Red on Black. Von Karajan’s Walküre was hardly a love feast for the traditionalist who prefers bombast in Wagner. The five-hour morality saga of human love in conflict with divine power—and of divinity in conflict with itself—has hardly ever sounded so subdued and lyrical. Without the need to outshout torrents of sound from the pit, the singers often performed at little above normal conversational tones.

Visually, Von Karajan’s conception was akin to the antiscenic expressionism of postwar Bayreuth productions, with a few meager props on a bare stage to suggest rather than spell out the setting. But he went beyond the Bayreuth style in meshing musical values to stage pictures. The music, too, frequently sounded spare and delicate, engaging the listener’s imagination rather than overwhelming his ear.

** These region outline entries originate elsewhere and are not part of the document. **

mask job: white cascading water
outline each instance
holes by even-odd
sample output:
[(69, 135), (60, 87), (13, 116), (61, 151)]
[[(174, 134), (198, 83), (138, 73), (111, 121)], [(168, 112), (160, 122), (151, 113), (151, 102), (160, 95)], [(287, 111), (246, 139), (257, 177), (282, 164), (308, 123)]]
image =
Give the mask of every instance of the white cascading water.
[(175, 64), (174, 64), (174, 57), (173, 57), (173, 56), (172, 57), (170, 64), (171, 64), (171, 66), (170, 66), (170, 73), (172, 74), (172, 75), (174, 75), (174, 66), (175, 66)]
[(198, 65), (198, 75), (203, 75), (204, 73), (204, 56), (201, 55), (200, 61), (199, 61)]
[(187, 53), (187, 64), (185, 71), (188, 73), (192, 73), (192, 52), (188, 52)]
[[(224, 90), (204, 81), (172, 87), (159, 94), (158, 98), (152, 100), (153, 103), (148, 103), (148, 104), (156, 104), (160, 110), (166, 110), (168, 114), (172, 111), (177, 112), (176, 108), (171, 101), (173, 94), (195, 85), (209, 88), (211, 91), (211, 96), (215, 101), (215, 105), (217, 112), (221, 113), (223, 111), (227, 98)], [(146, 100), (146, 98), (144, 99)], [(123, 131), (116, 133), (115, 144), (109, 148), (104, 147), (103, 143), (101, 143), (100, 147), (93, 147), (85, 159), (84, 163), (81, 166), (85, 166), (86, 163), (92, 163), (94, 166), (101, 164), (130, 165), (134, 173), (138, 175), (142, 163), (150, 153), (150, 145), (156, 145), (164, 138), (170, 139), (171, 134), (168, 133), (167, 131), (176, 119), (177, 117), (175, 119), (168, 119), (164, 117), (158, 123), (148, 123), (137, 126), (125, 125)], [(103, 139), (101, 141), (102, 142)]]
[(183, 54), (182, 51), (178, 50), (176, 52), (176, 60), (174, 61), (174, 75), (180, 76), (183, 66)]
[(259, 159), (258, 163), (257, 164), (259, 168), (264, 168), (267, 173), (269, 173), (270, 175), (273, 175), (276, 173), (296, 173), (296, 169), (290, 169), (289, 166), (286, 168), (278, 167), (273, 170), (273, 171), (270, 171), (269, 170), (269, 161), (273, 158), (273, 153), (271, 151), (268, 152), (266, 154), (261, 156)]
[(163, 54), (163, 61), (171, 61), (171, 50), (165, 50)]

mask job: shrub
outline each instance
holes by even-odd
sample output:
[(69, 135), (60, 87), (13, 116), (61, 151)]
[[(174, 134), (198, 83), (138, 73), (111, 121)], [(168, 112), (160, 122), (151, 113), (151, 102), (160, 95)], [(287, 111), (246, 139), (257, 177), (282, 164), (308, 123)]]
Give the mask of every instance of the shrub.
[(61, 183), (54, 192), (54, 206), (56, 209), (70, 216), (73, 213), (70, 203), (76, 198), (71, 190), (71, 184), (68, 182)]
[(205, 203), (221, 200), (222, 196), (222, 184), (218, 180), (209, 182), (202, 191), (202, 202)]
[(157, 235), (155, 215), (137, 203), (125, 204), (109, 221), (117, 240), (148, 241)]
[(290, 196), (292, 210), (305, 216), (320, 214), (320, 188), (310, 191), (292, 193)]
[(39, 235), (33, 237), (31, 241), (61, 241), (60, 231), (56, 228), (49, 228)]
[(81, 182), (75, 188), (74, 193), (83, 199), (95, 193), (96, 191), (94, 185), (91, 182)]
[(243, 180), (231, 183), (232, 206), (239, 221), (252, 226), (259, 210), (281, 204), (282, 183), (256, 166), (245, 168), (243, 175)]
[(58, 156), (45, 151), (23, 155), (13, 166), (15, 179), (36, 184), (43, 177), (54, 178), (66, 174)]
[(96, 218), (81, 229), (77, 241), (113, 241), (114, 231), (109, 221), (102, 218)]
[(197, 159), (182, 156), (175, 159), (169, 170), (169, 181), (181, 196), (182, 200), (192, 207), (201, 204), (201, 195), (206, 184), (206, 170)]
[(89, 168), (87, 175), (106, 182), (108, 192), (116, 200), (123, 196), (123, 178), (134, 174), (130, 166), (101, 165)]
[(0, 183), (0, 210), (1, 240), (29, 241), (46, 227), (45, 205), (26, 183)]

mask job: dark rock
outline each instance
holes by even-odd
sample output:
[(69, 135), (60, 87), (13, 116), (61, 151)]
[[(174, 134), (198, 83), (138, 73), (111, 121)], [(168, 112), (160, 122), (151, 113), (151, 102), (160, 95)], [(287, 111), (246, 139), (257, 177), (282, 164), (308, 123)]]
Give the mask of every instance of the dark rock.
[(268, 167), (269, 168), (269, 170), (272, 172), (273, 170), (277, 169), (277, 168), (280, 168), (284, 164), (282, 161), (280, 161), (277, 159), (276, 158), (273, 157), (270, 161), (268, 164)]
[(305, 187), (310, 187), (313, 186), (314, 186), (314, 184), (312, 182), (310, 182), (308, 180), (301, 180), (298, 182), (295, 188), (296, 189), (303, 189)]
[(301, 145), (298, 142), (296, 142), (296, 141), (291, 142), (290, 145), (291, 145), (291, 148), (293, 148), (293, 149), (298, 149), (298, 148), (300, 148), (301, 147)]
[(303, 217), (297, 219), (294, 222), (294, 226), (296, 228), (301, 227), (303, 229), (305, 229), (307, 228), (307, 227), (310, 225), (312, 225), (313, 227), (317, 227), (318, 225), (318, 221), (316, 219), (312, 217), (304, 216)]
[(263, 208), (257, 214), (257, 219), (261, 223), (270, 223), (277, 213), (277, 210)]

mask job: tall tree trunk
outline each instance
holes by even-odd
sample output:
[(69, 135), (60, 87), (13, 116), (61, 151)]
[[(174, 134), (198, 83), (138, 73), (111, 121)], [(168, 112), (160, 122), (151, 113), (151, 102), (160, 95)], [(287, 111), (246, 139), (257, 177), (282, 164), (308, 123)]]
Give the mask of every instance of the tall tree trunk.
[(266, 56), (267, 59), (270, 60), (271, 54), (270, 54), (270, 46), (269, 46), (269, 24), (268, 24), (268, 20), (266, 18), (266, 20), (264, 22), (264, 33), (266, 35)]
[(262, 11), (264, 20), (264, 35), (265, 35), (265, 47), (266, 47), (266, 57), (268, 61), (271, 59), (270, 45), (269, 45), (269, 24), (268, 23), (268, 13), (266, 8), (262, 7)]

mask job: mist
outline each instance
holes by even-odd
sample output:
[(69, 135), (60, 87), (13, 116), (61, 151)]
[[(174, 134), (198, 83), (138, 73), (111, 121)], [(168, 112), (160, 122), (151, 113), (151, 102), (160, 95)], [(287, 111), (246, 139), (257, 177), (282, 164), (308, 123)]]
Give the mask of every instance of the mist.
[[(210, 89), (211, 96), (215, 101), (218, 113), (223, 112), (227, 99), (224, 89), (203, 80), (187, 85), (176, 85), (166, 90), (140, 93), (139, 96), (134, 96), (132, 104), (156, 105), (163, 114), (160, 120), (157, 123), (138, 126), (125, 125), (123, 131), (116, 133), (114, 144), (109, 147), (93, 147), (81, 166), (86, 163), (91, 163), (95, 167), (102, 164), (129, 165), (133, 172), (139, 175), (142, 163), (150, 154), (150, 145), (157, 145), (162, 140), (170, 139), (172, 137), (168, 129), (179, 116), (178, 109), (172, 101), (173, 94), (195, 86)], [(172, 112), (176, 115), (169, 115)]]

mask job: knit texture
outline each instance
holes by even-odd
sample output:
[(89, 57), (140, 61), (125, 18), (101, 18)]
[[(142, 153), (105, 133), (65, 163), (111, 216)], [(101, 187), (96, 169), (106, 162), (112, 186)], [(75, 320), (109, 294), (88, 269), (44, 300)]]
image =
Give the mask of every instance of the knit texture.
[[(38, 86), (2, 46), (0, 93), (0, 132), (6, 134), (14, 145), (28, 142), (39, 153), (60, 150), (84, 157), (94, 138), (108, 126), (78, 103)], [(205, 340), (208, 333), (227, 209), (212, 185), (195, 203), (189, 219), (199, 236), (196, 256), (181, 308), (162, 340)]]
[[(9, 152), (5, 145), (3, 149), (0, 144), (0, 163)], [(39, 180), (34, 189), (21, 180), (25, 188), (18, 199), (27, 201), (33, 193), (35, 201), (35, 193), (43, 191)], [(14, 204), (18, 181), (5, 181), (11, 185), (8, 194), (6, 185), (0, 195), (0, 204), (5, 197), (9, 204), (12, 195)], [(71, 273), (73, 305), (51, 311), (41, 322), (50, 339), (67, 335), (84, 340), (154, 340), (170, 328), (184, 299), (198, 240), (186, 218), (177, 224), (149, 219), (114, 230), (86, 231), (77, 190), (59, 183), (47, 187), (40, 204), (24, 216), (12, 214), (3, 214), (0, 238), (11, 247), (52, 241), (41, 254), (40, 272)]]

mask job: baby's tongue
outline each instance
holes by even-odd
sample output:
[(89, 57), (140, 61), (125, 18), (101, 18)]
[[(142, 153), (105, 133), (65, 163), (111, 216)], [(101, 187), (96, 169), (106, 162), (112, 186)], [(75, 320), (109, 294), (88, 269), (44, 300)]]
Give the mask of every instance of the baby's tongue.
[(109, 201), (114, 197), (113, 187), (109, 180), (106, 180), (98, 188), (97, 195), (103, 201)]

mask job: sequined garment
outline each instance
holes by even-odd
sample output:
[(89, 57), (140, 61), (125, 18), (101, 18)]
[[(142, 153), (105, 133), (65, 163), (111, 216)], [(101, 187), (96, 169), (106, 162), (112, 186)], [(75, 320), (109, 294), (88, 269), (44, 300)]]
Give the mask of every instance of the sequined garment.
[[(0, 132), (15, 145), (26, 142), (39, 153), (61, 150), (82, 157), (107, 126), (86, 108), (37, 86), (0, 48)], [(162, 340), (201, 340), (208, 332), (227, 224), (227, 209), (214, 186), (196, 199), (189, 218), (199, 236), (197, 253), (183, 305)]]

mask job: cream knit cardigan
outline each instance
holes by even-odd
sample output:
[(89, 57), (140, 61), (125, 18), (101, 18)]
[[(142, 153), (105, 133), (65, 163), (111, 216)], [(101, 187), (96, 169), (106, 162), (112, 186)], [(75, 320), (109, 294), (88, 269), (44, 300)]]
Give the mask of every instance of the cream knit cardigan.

The restraint made the opera’s few moments of overt action all the more effective. As Hero Siegmund and Villain Hunding waged their battle at the end of Act II, a single, blinding white beam split the backdrop, silhouetting the struggle in all its throat-catching violence. When Wotan summoned the magic fire at the finale, the blackness was pierced by a single red spot, transforming Wotan’s spear into a tongue of flame; in the inexplicit staging, these moments stood out in a relief that old-fashioned literalness could never achieve. The orchestra, which Von Karajan subdued to the point of regretfulness during the love scene between Siegmund and his twin sister Sieglinde in Act I, later blared and crackled as Wotan and Fricka haggled about the implications of incest, thus highlighting Wagner’s philosophical meditations on the Ring rather than the story itself.

Operatic impresarios have attributed the drop in Wagner’s popularity to the absence of full-blast singers, but Von Karajan’s achievement suggests a happy solution to the problem. His low-keyed approach encourages performers to sing Wagner without strain. And why not? After all, he says, “what is forte? There is no absolute value. We try to make music-drama, not opera.”

Certainly the approach worked in Walküre. From Tenor Jon Vickers (Siegmund) and Newcomer Gundula Janowitz (Sieglinde), listeners heard the creamy lyricism of Wagner’s love music as only unforced vocalism can produce it. American Baritone Thomas Stewart’s Wotan had the slight reediness of a singer not fully matured but promising. Nilsson, the Brunnhilde, who can outshout half a dozen Wagnerian orchestras at once, concentrated instead on the compellingly human qualities of the role.

Von Karajan’s Ring, which is being mounted with a $500,000 grant from Eastern Airlines, may or may not end the current Wagnerian decline at the Met—and Manager Rudolf Bing’s well-known distaste for the German master. In the 1890-91 season, 39 of 70 Met performances were Wagner; in 1965-66, the last season at the old house, ten out of 212. Lacking the heroic singers to do justice to his demands, Wagner could return to new glory on the shoulders of a heroic conductor.